Closed beckermr closed 3 months ago

beckermr commented 3 months ago

@ismael-mendoza and @aguinot found that the wrapping code for hermitian images is causing a big performance degradation on GPUs. We should investigate and fix.

see this notebook: https://colab.research.google.com/drive/14RQYB4BSPcv-TeHzz-cDkTZa_jqkXfGe?usp=sharing

beckermr commented 3 months ago

Some idea on this

ismael-mendoza commented 3 months ago

thanks for posting the issue, one more datapoint that might or might not be helpful is that it runs fast on a TPU in google colab (but I don’t know too much about TPUs to know whether this clarifies the issue further)

aguinot commented 3 months ago

The fact that the code works "well" on CPU and TPU make me think that there could be a bug in a jax function that is architecture dependent.
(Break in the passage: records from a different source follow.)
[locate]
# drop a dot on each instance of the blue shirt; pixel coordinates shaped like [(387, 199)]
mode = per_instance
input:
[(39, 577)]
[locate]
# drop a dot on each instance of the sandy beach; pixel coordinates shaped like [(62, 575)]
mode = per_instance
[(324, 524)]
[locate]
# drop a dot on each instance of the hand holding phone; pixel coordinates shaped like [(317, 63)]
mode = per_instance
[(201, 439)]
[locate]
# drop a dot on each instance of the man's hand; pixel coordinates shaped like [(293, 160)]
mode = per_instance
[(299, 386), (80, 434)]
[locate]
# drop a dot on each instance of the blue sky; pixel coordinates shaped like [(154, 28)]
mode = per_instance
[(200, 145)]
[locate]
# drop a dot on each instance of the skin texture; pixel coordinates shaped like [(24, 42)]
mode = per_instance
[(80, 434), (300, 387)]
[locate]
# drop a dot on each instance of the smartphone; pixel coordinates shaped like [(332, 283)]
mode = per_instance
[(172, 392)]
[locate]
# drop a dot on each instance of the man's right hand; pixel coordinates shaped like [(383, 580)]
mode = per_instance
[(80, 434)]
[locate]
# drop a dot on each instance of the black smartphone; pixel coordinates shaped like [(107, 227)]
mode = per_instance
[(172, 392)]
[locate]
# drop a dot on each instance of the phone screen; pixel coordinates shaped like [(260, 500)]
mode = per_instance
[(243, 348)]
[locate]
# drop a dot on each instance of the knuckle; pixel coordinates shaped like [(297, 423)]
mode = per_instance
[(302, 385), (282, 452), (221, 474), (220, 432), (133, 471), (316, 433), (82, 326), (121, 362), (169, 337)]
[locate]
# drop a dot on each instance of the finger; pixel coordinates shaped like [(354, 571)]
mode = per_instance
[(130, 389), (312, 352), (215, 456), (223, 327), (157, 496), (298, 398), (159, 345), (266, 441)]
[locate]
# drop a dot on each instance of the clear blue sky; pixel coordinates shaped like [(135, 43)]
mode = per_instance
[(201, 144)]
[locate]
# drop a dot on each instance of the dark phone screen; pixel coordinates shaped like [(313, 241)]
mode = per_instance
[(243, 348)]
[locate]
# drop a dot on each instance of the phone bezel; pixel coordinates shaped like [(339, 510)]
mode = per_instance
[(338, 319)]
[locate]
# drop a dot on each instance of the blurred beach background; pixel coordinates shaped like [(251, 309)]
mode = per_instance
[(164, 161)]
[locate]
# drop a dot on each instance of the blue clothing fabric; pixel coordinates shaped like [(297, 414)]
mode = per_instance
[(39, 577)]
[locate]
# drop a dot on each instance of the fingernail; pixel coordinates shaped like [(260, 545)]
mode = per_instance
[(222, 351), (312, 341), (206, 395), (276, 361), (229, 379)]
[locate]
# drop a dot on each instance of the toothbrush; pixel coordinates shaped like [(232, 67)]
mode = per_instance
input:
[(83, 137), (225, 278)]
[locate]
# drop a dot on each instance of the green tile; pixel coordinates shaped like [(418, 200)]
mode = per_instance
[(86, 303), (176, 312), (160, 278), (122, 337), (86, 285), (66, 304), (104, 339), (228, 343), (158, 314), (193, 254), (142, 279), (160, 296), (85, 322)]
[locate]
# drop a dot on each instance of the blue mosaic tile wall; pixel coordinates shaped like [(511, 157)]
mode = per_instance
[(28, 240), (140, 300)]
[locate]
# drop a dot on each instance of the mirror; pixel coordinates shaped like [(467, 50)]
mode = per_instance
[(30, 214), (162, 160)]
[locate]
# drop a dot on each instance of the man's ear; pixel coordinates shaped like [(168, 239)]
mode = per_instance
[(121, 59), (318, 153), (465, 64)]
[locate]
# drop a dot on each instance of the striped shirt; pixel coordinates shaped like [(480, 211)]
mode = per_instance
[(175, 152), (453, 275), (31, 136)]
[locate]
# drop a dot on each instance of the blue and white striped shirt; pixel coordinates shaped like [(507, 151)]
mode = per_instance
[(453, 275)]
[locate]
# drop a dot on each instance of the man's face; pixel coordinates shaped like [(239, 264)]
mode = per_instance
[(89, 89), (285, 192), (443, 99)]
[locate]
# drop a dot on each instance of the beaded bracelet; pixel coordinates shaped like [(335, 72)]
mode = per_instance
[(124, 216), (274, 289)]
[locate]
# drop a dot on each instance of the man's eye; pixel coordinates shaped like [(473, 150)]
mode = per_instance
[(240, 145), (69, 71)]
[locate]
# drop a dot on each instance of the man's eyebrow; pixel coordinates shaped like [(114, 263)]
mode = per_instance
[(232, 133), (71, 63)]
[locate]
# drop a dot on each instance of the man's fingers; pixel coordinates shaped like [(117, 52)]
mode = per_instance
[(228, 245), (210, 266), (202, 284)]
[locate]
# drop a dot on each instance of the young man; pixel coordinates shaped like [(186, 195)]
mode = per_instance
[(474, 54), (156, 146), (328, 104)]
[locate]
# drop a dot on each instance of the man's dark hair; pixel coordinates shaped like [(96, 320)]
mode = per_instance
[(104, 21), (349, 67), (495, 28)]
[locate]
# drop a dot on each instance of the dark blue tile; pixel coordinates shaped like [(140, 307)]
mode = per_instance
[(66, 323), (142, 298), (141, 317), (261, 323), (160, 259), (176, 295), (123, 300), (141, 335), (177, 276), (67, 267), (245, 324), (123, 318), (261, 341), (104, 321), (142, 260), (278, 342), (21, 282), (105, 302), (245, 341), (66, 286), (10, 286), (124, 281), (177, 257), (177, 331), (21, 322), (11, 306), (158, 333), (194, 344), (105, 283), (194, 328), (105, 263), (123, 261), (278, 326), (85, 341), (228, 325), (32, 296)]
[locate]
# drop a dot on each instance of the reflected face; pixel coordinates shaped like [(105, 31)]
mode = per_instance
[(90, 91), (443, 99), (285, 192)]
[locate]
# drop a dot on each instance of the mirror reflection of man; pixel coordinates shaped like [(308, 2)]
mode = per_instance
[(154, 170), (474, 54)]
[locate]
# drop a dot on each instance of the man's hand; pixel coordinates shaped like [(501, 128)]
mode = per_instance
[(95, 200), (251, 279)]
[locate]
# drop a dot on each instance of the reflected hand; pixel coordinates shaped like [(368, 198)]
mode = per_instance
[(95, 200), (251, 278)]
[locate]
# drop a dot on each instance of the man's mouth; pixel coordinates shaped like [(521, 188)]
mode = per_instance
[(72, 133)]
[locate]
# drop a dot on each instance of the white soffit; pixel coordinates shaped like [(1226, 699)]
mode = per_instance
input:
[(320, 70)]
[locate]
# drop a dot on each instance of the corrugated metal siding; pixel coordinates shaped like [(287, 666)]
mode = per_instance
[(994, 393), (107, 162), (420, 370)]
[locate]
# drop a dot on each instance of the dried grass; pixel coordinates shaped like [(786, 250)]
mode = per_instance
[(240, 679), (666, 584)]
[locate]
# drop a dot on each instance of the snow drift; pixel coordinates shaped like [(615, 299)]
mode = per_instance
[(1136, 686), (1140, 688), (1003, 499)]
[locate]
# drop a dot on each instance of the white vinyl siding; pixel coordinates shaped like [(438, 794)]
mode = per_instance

I haven't track down to which part of the code there is a bottleneck but I was think at the for loops with jax.lax.fori_loop but I haven't found any insight on that..
@beckermr I found the C version of the wrapping in GalSim (here) but do you know where we could find a description of what this function is doing?

beckermr commented 3 months ago

That function is a bear. I'd look at the non-hermitian version in jax to get the basic idea. It wraps a full image into a sub image at some location assuming periodic BCs.

beckermr commented 3 months ago

The hermitian stuff is just dealing with the half-complex format of some of the images.